作品名 「**** 帯解きの儀」
制作 東京都女性
作品時間 34分- 11月に入り、雨上がりの清々しい朝。20数年ぶりに自由が丘の駅に降り立ちました。
ある店の扉を入って行くと、すでにA子ちゃんの髪結いは始まっていました。ママは薄い藤色の着物を品良く着こなし、パパも袴姿で見守っています。
A子ちゃんの前髪は垂らすことなく巻き上げられて、ふっくらとした本格的な和髪に結われました。白色と茜色のちりめんかんざしを挿して出来上がりです。
振袖の着物は緋色で、そして、まさに桜色をした桜の文様が織られています。純色を使った子供っぽい派手さはないのですが、浮き出てくるような鮮やかな存在感があります。
帯は菜の花色で、帯揚げは若芽色。
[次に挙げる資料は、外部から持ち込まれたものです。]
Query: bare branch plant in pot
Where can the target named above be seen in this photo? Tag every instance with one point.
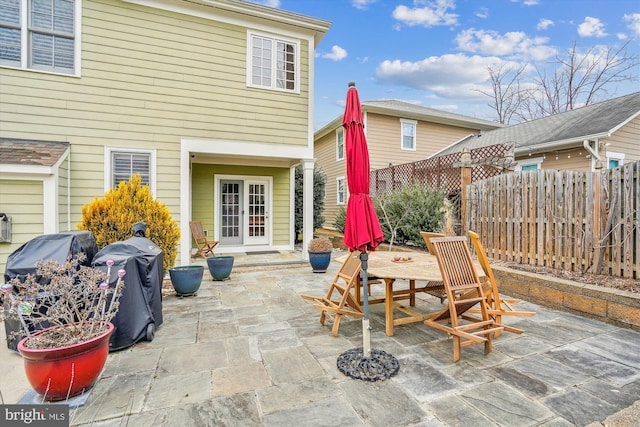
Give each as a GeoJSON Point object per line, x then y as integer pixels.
{"type": "Point", "coordinates": [320, 249]}
{"type": "Point", "coordinates": [65, 311]}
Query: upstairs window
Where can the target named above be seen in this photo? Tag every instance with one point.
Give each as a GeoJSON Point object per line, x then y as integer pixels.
{"type": "Point", "coordinates": [273, 63]}
{"type": "Point", "coordinates": [340, 143]}
{"type": "Point", "coordinates": [614, 159]}
{"type": "Point", "coordinates": [40, 34]}
{"type": "Point", "coordinates": [408, 137]}
{"type": "Point", "coordinates": [123, 163]}
{"type": "Point", "coordinates": [341, 190]}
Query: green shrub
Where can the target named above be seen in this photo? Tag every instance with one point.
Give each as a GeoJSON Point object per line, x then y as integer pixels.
{"type": "Point", "coordinates": [406, 212]}
{"type": "Point", "coordinates": [111, 218]}
{"type": "Point", "coordinates": [341, 219]}
{"type": "Point", "coordinates": [319, 183]}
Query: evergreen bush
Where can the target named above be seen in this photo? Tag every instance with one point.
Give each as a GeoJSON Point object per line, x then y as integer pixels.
{"type": "Point", "coordinates": [111, 218]}
{"type": "Point", "coordinates": [319, 183]}
{"type": "Point", "coordinates": [406, 212]}
{"type": "Point", "coordinates": [341, 219]}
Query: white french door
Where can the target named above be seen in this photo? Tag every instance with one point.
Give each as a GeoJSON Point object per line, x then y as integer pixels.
{"type": "Point", "coordinates": [243, 210]}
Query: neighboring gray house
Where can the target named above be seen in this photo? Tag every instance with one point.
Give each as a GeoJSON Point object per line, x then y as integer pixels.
{"type": "Point", "coordinates": [397, 132]}
{"type": "Point", "coordinates": [602, 135]}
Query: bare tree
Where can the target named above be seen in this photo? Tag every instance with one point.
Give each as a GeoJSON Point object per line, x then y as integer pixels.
{"type": "Point", "coordinates": [572, 80]}
{"type": "Point", "coordinates": [506, 91]}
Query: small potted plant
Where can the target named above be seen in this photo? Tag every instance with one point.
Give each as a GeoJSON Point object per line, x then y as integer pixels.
{"type": "Point", "coordinates": [65, 311]}
{"type": "Point", "coordinates": [320, 249]}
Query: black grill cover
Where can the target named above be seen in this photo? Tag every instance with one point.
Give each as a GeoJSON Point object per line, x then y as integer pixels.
{"type": "Point", "coordinates": [47, 247]}
{"type": "Point", "coordinates": [141, 300]}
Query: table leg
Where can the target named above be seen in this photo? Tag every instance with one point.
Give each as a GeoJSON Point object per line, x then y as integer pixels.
{"type": "Point", "coordinates": [412, 295]}
{"type": "Point", "coordinates": [388, 306]}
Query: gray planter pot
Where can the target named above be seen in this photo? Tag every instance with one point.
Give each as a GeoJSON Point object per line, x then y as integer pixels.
{"type": "Point", "coordinates": [220, 267]}
{"type": "Point", "coordinates": [320, 261]}
{"type": "Point", "coordinates": [186, 280]}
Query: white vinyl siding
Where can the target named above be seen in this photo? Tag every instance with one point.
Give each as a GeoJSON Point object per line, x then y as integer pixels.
{"type": "Point", "coordinates": [40, 34]}
{"type": "Point", "coordinates": [272, 63]}
{"type": "Point", "coordinates": [534, 163]}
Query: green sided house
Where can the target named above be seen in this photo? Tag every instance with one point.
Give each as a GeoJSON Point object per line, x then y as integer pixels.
{"type": "Point", "coordinates": [210, 101]}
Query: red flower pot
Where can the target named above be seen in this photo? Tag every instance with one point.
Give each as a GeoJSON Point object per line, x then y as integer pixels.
{"type": "Point", "coordinates": [58, 373]}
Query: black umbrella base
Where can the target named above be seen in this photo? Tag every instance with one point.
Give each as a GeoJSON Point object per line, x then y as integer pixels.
{"type": "Point", "coordinates": [380, 366]}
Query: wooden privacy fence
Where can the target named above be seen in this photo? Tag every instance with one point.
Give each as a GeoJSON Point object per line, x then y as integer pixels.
{"type": "Point", "coordinates": [568, 220]}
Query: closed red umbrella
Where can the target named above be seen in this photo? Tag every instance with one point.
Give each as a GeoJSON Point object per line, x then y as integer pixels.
{"type": "Point", "coordinates": [362, 229]}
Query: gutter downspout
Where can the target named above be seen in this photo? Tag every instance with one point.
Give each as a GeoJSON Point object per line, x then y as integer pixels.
{"type": "Point", "coordinates": [597, 161]}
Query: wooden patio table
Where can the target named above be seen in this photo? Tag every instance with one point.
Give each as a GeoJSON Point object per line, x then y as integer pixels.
{"type": "Point", "coordinates": [422, 267]}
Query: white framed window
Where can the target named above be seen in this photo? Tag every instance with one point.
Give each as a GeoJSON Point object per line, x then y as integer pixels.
{"type": "Point", "coordinates": [41, 35]}
{"type": "Point", "coordinates": [408, 134]}
{"type": "Point", "coordinates": [532, 163]}
{"type": "Point", "coordinates": [273, 63]}
{"type": "Point", "coordinates": [614, 159]}
{"type": "Point", "coordinates": [122, 163]}
{"type": "Point", "coordinates": [341, 190]}
{"type": "Point", "coordinates": [340, 143]}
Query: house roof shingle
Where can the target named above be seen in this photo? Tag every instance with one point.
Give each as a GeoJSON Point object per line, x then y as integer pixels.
{"type": "Point", "coordinates": [31, 153]}
{"type": "Point", "coordinates": [593, 121]}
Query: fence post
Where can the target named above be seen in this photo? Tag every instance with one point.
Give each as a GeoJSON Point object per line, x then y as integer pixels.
{"type": "Point", "coordinates": [465, 180]}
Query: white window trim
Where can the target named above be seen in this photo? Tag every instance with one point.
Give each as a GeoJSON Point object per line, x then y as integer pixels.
{"type": "Point", "coordinates": [275, 38]}
{"type": "Point", "coordinates": [612, 155]}
{"type": "Point", "coordinates": [108, 166]}
{"type": "Point", "coordinates": [24, 42]}
{"type": "Point", "coordinates": [344, 146]}
{"type": "Point", "coordinates": [415, 134]}
{"type": "Point", "coordinates": [528, 162]}
{"type": "Point", "coordinates": [344, 186]}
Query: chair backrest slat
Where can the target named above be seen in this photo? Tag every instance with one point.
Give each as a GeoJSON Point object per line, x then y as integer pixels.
{"type": "Point", "coordinates": [454, 260]}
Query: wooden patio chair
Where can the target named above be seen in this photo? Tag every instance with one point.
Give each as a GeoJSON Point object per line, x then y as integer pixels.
{"type": "Point", "coordinates": [498, 307]}
{"type": "Point", "coordinates": [340, 300]}
{"type": "Point", "coordinates": [435, 289]}
{"type": "Point", "coordinates": [204, 246]}
{"type": "Point", "coordinates": [464, 291]}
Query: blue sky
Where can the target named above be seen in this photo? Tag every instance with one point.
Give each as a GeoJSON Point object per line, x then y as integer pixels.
{"type": "Point", "coordinates": [435, 53]}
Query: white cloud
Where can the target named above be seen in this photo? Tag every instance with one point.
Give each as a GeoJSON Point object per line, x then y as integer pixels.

帯締めをし、箱迫、扇子を挿して着付け完了。純白の足袋に草履を履いて、パパとママの前に、その姿を披露しました。
「ゴージャスで本格的だね。」
と、この店のスチールカメラマンから一言。
写真撮影を終えると、氏神様のいらっしゃる神社へ直行。おじいちゃん、おばあちゃんはすでにそこで待っていました。
「おめでとう。」
と、孫の華やかな姿に満面の笑みをたたえています。そして、神社でお参りを済ませました。
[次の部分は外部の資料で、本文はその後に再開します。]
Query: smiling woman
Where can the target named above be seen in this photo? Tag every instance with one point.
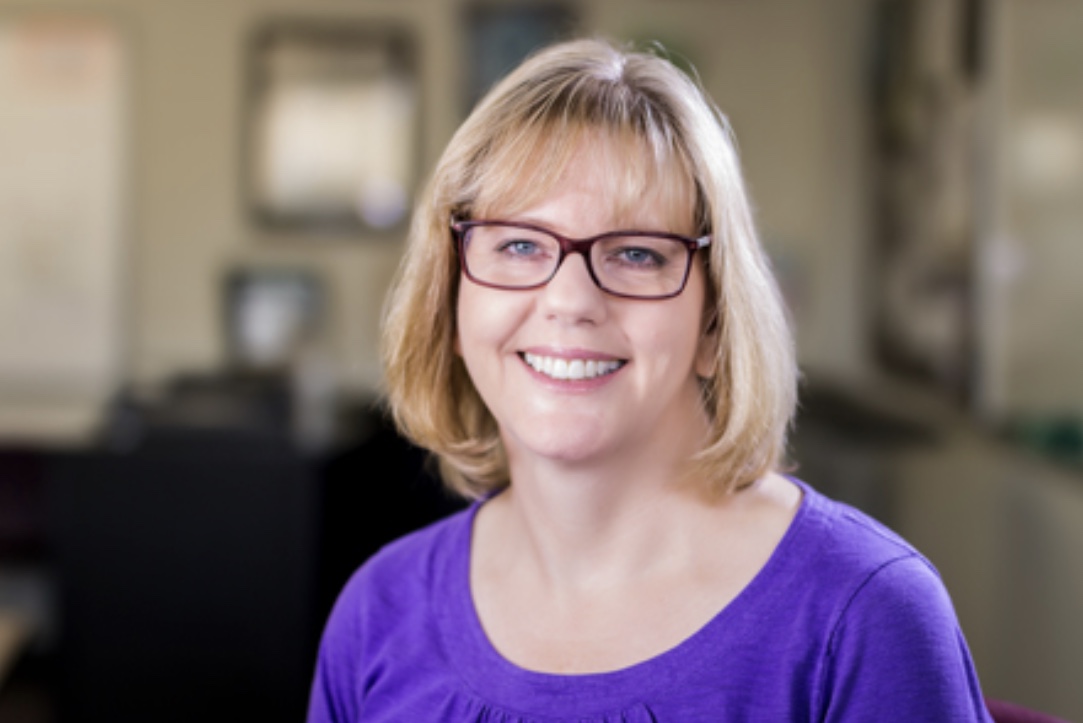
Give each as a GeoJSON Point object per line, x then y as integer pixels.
{"type": "Point", "coordinates": [586, 333]}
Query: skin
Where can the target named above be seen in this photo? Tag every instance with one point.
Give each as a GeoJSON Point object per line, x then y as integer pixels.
{"type": "Point", "coordinates": [599, 535]}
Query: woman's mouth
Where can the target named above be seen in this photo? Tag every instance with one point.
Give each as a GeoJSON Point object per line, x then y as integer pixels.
{"type": "Point", "coordinates": [571, 369]}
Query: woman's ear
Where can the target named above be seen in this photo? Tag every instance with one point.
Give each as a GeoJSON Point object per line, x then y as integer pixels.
{"type": "Point", "coordinates": [706, 352]}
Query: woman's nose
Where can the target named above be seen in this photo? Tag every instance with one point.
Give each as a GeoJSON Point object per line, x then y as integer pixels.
{"type": "Point", "coordinates": [572, 294]}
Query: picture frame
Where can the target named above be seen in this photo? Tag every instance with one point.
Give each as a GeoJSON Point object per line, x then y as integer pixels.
{"type": "Point", "coordinates": [331, 128]}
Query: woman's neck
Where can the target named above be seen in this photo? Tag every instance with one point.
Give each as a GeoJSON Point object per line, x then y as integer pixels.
{"type": "Point", "coordinates": [584, 525]}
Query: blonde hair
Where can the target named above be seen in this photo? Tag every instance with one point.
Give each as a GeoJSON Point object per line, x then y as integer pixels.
{"type": "Point", "coordinates": [509, 154]}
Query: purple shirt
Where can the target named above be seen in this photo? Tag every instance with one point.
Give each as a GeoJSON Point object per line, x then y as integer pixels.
{"type": "Point", "coordinates": [845, 622]}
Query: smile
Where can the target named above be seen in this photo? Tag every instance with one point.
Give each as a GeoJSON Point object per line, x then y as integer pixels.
{"type": "Point", "coordinates": [570, 369]}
その後、親族一同が集まって食事会が催されました。食事が進んで来ると、着物を着慣れていないA子ちゃんは場に飽きて、駄々を捏ね始めました。
A子ちゃん:「もう、イヤダヨー。」
叔母さん:「それがかわいいよね、子供らしくて。嫌だと言っているのも後から想い出になるのよ。だから、ギリギリまで嫌がってもらって・・・。」
「宴もたけなわですが」とパパからの挨拶が始まりました。
「本日はA子の七五三のお祝いにお越し下さり、ありがとうございます。A子はおかげさまで7歳になりました。七五三で7歳は『帯解きの儀』と呼ばれ、紐付きの着物から大人と同じ帯を結び始める年と言われています。」
パパはA子ちゃんの方を振り向き、
「だから、今日は太い帯をしたのよ。」
と説明すると、
A子ちゃん:「脱がせて・・・。」
親族一同からドッと笑い声が出て、華やかな儀式も無事にお開きとなりました。
後に、A子ちゃんから、パパとママへ手紙が送られました。
「パパ 、ママへ
七五三をいわってくれてありがとう。
これからもおねがいします。
おかげで七さいになれました。
これからもA子はせいちょうしていきます。
パパ、タバコやめてね。だいすき。ありがとう。
ママ、いつもありがとう。だいすき。